I was called upon to be the ‘exergaming expert’ for a mainstream magazine for 20/30-somethings. The article’s focus was on using the Wii for exercise. Some of the questions the journalist asked me got me thinking more about the misconceptions people still have about exergames.
During the course of my interview, I made a few interesting observations. The question came up about how to ‘enhance’ game play for the Wii in order to elicit greater health benefits. Enhance, as in, what additional things beyond the scope of game design would I recommend. Or, another way of putting it, what other (non-virtual, non-exergaming) activities would I suggest to complement the benefits of game play. So, if a game elicited a higher cardio response (as most games do, unless they include some form of weight-training exercises), would I recommend a session of weight-training or yoga as a complement to the game? Or, could strapping on a set of wrist weights during game play (shudder!), doing a set of sit-ups while a new level is loading, or wearing a heart rate monitor actually improve a player’s fitness outcomes?
As I was pondering my answers, I started realizing that these questions had nothing to do with exergaming. They were all about comprehensive fitness program design. The exergame just happened to be one of the activities in an exercise regimen. It was no different than if I were asked “would adding swimming to my workout enhance my treadmill exercises?” Sure, cross-training improves overall cardiovascular fitness. And swimming may, on some level, improve your performance on the treadmill. But a session of swimming does not directly change the current treadmill workout. (Unless, of course, you put your treadmill in the water. But then you run the risk of either watering-down the treadmill workout, or simply drowning in it).

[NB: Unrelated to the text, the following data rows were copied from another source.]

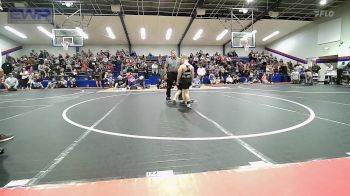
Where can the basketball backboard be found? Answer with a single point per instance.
(67, 35)
(240, 39)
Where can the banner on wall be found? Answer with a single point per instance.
(30, 16)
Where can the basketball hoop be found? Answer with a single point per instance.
(65, 45)
(245, 44)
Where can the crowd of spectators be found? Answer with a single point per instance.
(128, 70)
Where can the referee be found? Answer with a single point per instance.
(170, 68)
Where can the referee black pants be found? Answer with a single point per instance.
(171, 79)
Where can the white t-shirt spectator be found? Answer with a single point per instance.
(295, 75)
(11, 82)
(25, 74)
(229, 79)
(154, 66)
(105, 60)
(201, 71)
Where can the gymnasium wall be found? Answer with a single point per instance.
(140, 49)
(6, 44)
(303, 43)
(241, 51)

When answering the journalists questions, I tried to keep the readers of the magazine in mind. This was a young, mostly female, wii-savvy with an active lifestyle-type audience. In other words, if the weather was too cold to play real tennis outside, they would play Wii Tennis inside. I imagined, they probably already had gym memberships, fitness DVDs or were the types willing to try new exercises. They probably owned a few fitness exergames (EA sports, Biggest Loser, Jillian Michael’s bootcamp, Your Shape), which are glorified workout DVDs more in-line with traditional fitness activities. This was the audience who would probably get a kick out of doing a lunge matrix off the Wii-Balance board or adding 2lb weights to their hand-held controllers. Not that there’s anything wrong with any of this, mind you (but they probably would jump at the opportunity to use an underwater treadmill, too).
But are articles like this doing exergames a disservice? Does it send the message to fitness enthusiasts: playing these games is not enough, you have to add something more. Does it send a message to the game designers: people are outgrowing your games, make more? Or, is it missing the mark completely. What message does it send to the people who really need to be active: you can’t escape exercise, be it at the gym or during game play, at some point you’ll have to do a sit-up.
When did game play go back to being exercise, again? Why are people not focused more on promoting the game play aspects of these games? Stop talking about how these games burn calories or its cardiovascular benefits or, gasp, how to make it more challenging! Everytime a sedentary person associates these games with exercise, we, as a health industry lose their interest! It’s a game, first! The health-benefits are built-in.